Win for the workers and the industry, loss for the UAW and Obama.
Feel good story of the morning…
Via Daily Caller:
No wonder they wanted card check: I remember, toward the end of the last Bush administration, whippersnappers all the confident young Dem policy warriors repeating labor’s talking points about the need to allow the secret ballot in union recognition elections to be replaced by “card check,” a system in which workers sign cards in the presence of union organizers. Without card check, management would “coerce” workers by pointing out the downside of unionization in mandatory propaganda meetings.
Wasn’t it possible that workers who turned down unions simply looked at what Wagner Act unionism had done, say, to Detroit, and decided for themselves that this wasn’t what they wanted to happen to their company? Nah.

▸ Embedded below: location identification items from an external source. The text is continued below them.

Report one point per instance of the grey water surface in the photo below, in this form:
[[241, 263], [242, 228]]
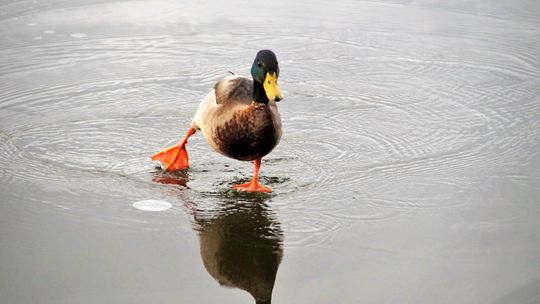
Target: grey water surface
[[408, 170]]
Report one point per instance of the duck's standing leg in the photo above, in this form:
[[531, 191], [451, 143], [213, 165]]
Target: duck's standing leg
[[175, 157], [253, 185]]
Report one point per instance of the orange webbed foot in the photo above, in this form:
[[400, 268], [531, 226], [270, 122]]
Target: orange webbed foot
[[252, 186]]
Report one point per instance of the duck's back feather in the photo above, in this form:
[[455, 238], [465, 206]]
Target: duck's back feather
[[233, 124]]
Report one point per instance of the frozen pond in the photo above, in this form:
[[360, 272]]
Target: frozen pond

Now we know different: At Vokswagen’s Chattanooga factory, the UAW was actually welcomed by the employer. No union-busting propganada sessions. VW, which already has a powerful union back home in Europe, wanted to set up German-style “works councils,” where rank and file employees could have a say in production decisions. But, according to many U.S. labor lawyers, it needed a union partner — otherwise, under the Wagner Act the works councils would be considered an illegal “company union.” The UAW seemed ready to be that partner. UAW organizers were allowed in the plant to make their case. Management didn’t argue back.**
And the workers still said no. In the secret ballot election that concluded Friday, VW’s Chattanooga employees voted against unionizing by a margin of 712 to 626. The UAW couldn’t even win an election it had been handed on a silver platter by management.